Hello Airplane have not posted for ages so glad to see your post. I have exactly the same feeling of the swollen feeling on left buttock/vaginal area and sometimes a stinging feeling. The stinging feeling I was guessing might be a varicose vein but don't know for sure as it comes and goes. The fullness feeling I have in the left buttock only happened recently and not sure what it is. I have hemmerhoids so might be it. I'm so fed up going for so many tests over the years and being diagnosed with a different thing by everyone I see, the latest being pelvic floor dyssnergia, and I think the medical profession probably tired of me. Have you found out what causes the fullness feeling or had any luck getting help as I remember you used to post here, but I've not checked in for ages. I also have this annoying symptom it's like a gas bubble trapped between front and back passages and is so uncomfortable til released only for it to happen again two minutes later all day every day just such torture I so wish I knew what would help or if any other ibs people experience this or anyone with Pfd disorder. Thanks again for all posts. Mary.


----------



## AIRPLANE (Mar 15, 2004)

Mary,

Yes- I do sometimes get that feeling of a bubble that is stuck somewhere down there. When it happens, usually it is just after urinating. Then it eventually starts to escape after I've moved around some but yes it is very annoying and often humiliating. My guess is that it could be due to rectocele and/or cystocele. I haven't managed to get any help for those issues yet- I went to Mayo for the 2nd time last year and got a couple more tests but still accomplished nothing. And once again, they wanted me to do their biofeedback physical therapy which I doubt would help but it is a non-issue anyway because it is very expensive and not covered by insurance. From what I've read from other patients who have gone there, no matter what their symptoms, Mayo really seems to want to push this unaffordable and not that effective program on just about everyone. I did manage to get a couple of tests I otherwise wouldn't have but they just supposedly ruled some things out but didn't get me anywhere as far as what to do to get relief. They also didn't want to talk about the rectocele that was diagnosed on one of their tests 6 years ago- wanted to claim that it is was resolved but I'm pretty sure it is still there. My guess is that they didn't want my insurance to know I had one because that wouldn't have helped my case for the expensive biofeedback coverage but they refused coverage anyway, even with a letter of medical necessity. But from what I've read about other patients with these same issues that I have who spent the big money for the therapy themselves, they were very disappointed. Biofeedback alone isn't enough for most of us with pelvic floor and often neurological issues as well. I visit a site called http://pelvicpainrehab.com which has a lot of good information on pelvic floor issues. Also http://savingthewholewoman.com that discusses prolapse issues.


----------



## Mary2001 (Aug 25, 2006)

Thanks for your post Airplane and for the two websites addresses.
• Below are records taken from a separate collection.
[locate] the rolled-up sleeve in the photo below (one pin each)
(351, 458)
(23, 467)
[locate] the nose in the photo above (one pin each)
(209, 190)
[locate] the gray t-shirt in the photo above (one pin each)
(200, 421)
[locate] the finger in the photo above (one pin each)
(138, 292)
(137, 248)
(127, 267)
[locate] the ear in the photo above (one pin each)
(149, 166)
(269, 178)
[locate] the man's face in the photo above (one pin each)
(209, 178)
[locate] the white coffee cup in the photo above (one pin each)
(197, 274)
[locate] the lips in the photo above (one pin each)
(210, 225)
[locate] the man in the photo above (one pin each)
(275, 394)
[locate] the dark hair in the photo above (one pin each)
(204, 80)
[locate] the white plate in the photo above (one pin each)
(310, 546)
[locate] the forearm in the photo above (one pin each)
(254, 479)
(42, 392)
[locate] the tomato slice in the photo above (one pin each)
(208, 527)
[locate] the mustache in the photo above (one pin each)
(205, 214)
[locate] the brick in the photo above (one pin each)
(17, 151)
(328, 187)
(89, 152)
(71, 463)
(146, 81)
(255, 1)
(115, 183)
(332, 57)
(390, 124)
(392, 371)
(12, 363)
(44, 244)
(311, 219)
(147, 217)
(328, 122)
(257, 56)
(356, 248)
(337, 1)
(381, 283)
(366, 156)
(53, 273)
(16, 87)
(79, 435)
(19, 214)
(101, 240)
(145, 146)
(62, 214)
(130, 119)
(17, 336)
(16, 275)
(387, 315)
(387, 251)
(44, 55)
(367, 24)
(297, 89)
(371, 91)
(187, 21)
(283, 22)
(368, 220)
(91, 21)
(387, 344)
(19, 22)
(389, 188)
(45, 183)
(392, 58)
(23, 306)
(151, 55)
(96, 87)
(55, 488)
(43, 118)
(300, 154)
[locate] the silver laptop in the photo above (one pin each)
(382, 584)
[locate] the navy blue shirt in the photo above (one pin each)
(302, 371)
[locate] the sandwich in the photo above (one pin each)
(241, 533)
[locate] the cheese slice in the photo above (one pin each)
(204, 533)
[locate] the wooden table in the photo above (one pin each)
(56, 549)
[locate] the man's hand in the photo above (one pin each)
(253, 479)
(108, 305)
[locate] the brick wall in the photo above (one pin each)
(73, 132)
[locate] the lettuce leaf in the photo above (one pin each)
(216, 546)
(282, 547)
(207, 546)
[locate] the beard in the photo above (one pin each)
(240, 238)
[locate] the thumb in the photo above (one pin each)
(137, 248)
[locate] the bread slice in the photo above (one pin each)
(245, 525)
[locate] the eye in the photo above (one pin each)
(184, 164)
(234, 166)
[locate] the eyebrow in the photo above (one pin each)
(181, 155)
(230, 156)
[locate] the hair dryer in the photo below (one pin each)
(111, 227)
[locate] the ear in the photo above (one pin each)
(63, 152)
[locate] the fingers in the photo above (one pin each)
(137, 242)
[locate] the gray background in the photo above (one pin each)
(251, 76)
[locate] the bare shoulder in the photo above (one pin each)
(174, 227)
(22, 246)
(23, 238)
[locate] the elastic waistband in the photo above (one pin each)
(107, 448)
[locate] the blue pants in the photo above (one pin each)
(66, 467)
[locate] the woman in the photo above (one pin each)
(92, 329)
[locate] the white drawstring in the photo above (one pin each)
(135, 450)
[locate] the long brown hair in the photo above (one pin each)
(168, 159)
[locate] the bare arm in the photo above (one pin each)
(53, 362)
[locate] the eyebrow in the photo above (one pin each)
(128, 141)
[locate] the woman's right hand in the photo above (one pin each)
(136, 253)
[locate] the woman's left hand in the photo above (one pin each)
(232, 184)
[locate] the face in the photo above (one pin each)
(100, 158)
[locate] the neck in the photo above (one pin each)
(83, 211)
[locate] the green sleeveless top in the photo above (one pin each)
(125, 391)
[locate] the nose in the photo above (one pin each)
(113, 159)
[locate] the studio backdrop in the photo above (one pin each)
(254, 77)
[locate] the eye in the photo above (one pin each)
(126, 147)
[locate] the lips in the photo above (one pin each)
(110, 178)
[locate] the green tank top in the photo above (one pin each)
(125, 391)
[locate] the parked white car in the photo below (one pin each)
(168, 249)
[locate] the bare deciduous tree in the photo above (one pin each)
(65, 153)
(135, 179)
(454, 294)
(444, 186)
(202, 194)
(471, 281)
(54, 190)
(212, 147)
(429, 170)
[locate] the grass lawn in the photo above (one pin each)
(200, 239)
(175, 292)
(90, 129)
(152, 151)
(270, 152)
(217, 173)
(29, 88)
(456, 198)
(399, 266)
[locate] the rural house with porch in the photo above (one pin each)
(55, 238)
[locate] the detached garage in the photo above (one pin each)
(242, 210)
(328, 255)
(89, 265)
The wholewoman website is good for support but I have not found it to help my symptoms ( the trapped gas bubble which i so wish would go away) and just so uncomfortable everyday. I will check out the pelvic pain rehab one as didn't know about it. The biofeedback is something I was hoping to get as I think you get to see your progress on a monitor and relearn the correct muscles to use, but I was told it wasn't of any use to me because I have a rectocele, but I would like to try it anyway, not sure how effective it is. I'm not sure what really can be done for prolapse problems or pelvic floor as they seem to be connected, but the fullness feeling in left buttock is a new symptom so if you find out what it is please keep us posted. I'm at the stage where I'm tired going to medical profession and trying out everything they just don't seem to touch on the problem and you do get tired of going round and round in circles trying to get answers from them or something to bring relief. How do you manage your rectocele and hope it doesn't get any worse. Did you find any help at wholewoman.com Thanks to Terlin and everyone who has posted on this wish I could offer some help, but don't have any answers. Mary.


----------



## annie7 (Aug 16, 2002)

Hi Mary

so sorry you're still having problems-and for such a long time, too.

i have a moderately sized rectocele as well as pfd, a vaginal prolaspe and slow transit constipation. one of my gastros didn't think the biofeedback/pt training would help me because of the rectocele but both he and the colorectal surgeon told me i should try it anyway. and the gastro who runs the bio/pt program around here did think it might help and was worth a try.

so i decided to try it of course--i'll try anything as long as insurance pays for it--but at this point my problem is the insurance. it's a very expensive program, not always successful and from what i've read and heard many insurances do not cover it, as airplane said. my insurance agreed to pay for the bio/pt evaluation and one visit but that's it and they are still "considering" whether or not to pay for any more visits.

good luck to you. i do hope you can get to try the biofeedback since you're interested in it and it just might help, too. my feeling is, you never know til you try. insurance willing, that is--lol..

i do hope you can find some relief! wishing you all the best. annie


----------



## AIRPLANE (Mar 15, 2004)

Mary,

I haven't spent a real lot of time on the Whole Woman site but enough to know that these problems are very complicated. I did just read about the reverse-kegel and plan on trying it. Both websites are educational at least in regard to what patients have tried for their issues and it is pretty obvious that methods for proper diagnosis and treatments are way behind the times. I think that these issues are only just beginning to get the respect that they deserve as for too long it was considered normal for women to have pain and problems due to their cycles. I know that when I had cramps at that time of the month and worse gastro issues in my teens I was told that it was normal but of course now the experts are finally, slowly getting around the the idea that maybe it is not normal after all. So there is a lot of learning that needs to happen and it also needs to be addressed in the medical schools before we start seeing the effects in the Drs. offices which will be too late for me, I'm sure.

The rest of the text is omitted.